- Born: July 22, 1907
- Died: October 14, 1973 (aged 66)

= Perry Botkin =

American jazz musician and composer (1907–1973)

Perry Botkin (July 22, 1907 – October 14, 1973) was an American jazz guitarist, banjoist, and composer.

== Career ==
Born in Springfield, Ohio, Perry Botkin started working in the 1920s for Wayne Euchner, who had a big band in West Baden, Indiana. Around 1928 he worked with Phil Napoleon's Original Memphis Five. Later he played the guitar on Hoagy Carmichael's Hong Kong Blues. He also recorded with Al Jolson, Buddy Cole Trio, Connee Boswell, Eddie Cantor, Glenn Miller, Benny Goodman, Paul Whiteman, Bob Hope, Fred Astaire, Spike Jones, Roy Rogers, and The Dorsey Brothers.

The single The Executioner Theme from the film Murder by Contract reached number 39 on Canada's CHUM Chart.

For 17 years he worked as musical director for Bing Crosby.
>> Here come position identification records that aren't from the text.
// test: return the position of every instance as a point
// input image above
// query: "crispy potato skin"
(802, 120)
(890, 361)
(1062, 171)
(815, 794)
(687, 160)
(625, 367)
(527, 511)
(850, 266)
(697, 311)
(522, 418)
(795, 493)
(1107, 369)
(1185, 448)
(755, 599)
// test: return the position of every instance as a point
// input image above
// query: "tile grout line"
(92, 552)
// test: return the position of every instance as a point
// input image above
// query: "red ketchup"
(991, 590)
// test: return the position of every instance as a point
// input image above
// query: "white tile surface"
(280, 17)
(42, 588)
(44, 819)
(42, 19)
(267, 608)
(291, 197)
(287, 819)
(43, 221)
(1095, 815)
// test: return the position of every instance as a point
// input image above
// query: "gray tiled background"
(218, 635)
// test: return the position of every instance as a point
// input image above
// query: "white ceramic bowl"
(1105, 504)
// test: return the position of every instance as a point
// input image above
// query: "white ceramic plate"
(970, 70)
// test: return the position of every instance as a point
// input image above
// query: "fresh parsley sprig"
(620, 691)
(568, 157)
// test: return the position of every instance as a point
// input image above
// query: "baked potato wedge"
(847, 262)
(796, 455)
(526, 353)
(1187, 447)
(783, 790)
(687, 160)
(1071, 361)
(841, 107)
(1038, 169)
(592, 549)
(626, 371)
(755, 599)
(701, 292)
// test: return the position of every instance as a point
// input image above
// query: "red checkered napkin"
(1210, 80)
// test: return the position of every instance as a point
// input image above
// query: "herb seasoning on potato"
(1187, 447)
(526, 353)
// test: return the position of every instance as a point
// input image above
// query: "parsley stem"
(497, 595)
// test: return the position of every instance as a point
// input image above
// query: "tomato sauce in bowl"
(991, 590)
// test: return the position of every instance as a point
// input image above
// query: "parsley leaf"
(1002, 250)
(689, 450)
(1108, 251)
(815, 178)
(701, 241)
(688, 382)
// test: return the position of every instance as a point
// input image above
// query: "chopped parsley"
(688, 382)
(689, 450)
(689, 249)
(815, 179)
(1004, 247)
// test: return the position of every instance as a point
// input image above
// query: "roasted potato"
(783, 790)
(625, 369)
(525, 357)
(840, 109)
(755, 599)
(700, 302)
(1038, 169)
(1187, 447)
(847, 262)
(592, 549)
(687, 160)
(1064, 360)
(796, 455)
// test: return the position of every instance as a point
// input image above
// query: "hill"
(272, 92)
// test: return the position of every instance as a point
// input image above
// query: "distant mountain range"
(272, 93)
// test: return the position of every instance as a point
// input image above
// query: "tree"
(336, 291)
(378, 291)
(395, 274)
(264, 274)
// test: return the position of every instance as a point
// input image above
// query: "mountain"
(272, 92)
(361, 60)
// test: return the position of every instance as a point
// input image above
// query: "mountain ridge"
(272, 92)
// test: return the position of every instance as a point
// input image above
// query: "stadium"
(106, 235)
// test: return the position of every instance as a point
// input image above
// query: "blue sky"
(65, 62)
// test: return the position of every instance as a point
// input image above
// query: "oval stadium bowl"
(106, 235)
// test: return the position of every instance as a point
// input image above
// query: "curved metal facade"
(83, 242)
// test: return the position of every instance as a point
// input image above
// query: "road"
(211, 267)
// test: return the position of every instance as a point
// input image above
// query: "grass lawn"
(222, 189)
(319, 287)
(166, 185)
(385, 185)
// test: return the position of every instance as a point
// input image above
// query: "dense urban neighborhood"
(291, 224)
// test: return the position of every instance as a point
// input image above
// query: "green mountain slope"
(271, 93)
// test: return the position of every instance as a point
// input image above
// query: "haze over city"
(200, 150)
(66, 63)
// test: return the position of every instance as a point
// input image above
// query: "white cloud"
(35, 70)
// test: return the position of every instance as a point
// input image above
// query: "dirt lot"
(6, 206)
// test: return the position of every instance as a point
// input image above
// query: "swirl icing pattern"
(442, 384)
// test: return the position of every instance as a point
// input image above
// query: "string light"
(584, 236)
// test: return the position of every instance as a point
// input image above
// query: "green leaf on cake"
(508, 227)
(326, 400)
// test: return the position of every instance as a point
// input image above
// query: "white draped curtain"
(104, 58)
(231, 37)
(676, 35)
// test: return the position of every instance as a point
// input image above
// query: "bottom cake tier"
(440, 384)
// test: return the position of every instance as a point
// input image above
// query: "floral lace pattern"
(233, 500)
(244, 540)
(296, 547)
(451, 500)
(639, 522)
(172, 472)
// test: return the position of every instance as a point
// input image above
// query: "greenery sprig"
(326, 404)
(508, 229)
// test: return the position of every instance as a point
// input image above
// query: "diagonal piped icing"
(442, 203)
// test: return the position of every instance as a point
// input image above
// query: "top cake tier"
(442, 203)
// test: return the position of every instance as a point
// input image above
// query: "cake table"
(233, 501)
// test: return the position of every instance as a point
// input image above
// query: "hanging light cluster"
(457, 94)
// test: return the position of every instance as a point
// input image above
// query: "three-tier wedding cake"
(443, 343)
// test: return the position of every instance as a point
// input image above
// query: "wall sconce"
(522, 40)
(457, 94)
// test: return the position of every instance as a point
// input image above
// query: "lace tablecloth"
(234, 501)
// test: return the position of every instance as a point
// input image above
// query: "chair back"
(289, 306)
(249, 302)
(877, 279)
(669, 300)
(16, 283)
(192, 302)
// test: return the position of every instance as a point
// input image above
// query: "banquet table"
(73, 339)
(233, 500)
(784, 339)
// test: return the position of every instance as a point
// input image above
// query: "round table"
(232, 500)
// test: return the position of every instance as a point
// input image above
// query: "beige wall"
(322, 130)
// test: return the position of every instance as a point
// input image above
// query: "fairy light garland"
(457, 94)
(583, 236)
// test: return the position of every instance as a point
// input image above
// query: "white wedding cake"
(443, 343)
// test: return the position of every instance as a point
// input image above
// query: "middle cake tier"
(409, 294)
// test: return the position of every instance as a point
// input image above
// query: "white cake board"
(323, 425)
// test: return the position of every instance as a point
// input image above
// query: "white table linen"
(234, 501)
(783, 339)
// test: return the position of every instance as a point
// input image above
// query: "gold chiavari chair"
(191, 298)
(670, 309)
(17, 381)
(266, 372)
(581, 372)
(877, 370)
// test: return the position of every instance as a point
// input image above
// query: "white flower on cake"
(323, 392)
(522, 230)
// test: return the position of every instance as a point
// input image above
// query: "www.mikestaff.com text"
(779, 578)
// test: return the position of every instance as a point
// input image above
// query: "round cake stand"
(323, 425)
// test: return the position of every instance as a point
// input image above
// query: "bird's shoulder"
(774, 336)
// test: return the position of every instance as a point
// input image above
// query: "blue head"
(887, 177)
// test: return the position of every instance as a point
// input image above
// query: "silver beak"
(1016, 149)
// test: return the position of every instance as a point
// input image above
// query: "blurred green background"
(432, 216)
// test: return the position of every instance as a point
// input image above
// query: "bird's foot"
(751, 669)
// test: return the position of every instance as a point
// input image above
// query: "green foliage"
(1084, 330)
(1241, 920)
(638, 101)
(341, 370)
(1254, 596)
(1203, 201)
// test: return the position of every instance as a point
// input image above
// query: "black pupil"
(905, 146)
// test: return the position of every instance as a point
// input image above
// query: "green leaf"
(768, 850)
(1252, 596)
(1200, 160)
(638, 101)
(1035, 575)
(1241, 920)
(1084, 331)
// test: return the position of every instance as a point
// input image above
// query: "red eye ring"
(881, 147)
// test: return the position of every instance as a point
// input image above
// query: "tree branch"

He appeared as a musician in The Adventures of Ozzie and Harriet (1956-1957). In 1958 he composed the score for Murder by Contract, and in the 1960s he composed many songs for The Beverly Hillbillies, e.g. "Elly May's Theme". His son, Perry Botkin Jr., was also a musician and composer.

Perry Botkin died in Van Nuys, California at the age of 66.